Hüsamettin Çelebi’nin vefatına kadar Afyonkarahisar’da kalan Sultan Veled’in kurmuş olduğu Afyonkarahisar Mevlevî Dergâhı, Konya’dan sonra, hatta Karaman Dergâhı ile Kütahya Mevlevihanesi de dahil, en önemli Mevlevî Dergâhıdır.
Süleyman Şah ile Mutahhara Hatun evliliğinden Hıdır Şah, İlyas Şah ve Devlet Hatun dünyaya geldi.
Dedeleri Sultan Veled’in izinde yürüyen Hıdır Şah’ın oğlu Abâ-Pûş Bâli (Bali Mehmet Çelebi) ilim yolunda önemli merhaleler kat eden, değerli bir bilgindir. Timurlenk yakıp yıkarak, Anadolu içerilerinde egemenlik kurarken, bu Bâli Çelebi’nin ilmî değerine duyduğu saygı nedeniyle Afyonkarahisar’a hiçbir zarar vermeden geçip gitmiştir.
Mevleviliğin yayılmasını sağlayanların başında yer alan Sultan Divanî (Mehmet Semaî), Aba-Pûş Bâli’nin oğludur. Asıl adı Mehmet olan Sultan Divanî, görüleceği gibi, ana tarafından Mevlâna’ya, baba tarafından da Germiyanoğlu sülalesine mensuptur.
MAHLASLARI
Bâli Mehmet Çelebi’nin oğlu Mehmet Çelebi’nin bilinen üç mahlâsı vardır.

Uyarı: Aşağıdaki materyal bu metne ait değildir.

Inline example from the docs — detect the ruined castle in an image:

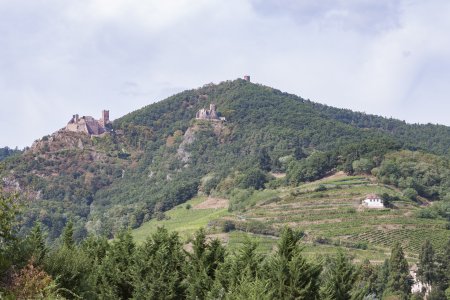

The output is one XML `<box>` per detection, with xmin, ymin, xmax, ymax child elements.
<box><xmin>195</xmin><ymin>103</ymin><xmax>225</xmax><ymax>121</ymax></box>
<box><xmin>66</xmin><ymin>110</ymin><xmax>111</xmax><ymax>135</ymax></box>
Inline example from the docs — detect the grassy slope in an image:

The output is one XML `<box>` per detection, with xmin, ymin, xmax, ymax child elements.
<box><xmin>134</xmin><ymin>175</ymin><xmax>449</xmax><ymax>261</ymax></box>
<box><xmin>133</xmin><ymin>197</ymin><xmax>228</xmax><ymax>243</ymax></box>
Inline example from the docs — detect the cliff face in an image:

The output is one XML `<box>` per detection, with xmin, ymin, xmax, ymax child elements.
<box><xmin>0</xmin><ymin>80</ymin><xmax>450</xmax><ymax>238</ymax></box>
<box><xmin>66</xmin><ymin>110</ymin><xmax>111</xmax><ymax>135</ymax></box>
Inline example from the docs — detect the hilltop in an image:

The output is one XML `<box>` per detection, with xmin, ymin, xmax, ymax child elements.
<box><xmin>0</xmin><ymin>79</ymin><xmax>450</xmax><ymax>239</ymax></box>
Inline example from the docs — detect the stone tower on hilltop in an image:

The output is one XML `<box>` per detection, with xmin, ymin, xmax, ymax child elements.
<box><xmin>195</xmin><ymin>103</ymin><xmax>225</xmax><ymax>121</ymax></box>
<box><xmin>66</xmin><ymin>110</ymin><xmax>111</xmax><ymax>135</ymax></box>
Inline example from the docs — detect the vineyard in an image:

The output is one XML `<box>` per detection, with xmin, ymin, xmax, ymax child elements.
<box><xmin>133</xmin><ymin>174</ymin><xmax>449</xmax><ymax>262</ymax></box>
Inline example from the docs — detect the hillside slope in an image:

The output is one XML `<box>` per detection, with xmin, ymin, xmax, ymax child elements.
<box><xmin>0</xmin><ymin>79</ymin><xmax>450</xmax><ymax>238</ymax></box>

Bunlardan Semâî olanı, babası tarafından verilmiş olup, O’nun şiirlerinde kullandığı mahlâstır.
Öteki iki mahlâsı üzerinde ise, çeşitli rivayetler vardır. Bu mahlâslardan birinin Sultan Divani mi, yoksa Sultan Divane mi olduğu konusunda çeşitli yorumlar yapılmaktadır. Oysa O’nun hayatı tetkik edildiğinde görülecektir ki, her iki mahlâs ta uygun görülebilir.

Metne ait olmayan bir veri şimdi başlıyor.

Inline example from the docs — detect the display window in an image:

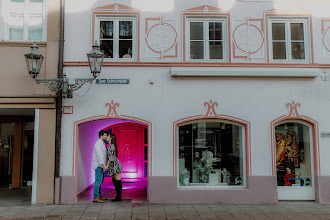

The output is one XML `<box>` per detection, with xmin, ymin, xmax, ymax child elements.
<box><xmin>178</xmin><ymin>120</ymin><xmax>245</xmax><ymax>187</ymax></box>
<box><xmin>275</xmin><ymin>123</ymin><xmax>314</xmax><ymax>187</ymax></box>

O’na Sultan Divane denilmesinin nedenlerinden birisi, bir keresinde Konya’daki Mevlâna Dergâhı’na sarhoş gelerek, Mevlâna’nın sandukasının üzerine çıkıp, ata biner gibi, “deh, deh!” diye naralar atması ve elindeki bardaktaki şarabı etrafa saçmış olmasıdır. Olayı görenler, “bu adam, acaba divane mi, yani deli mi?” diye düşünmekten kendilerini alamamışlardır.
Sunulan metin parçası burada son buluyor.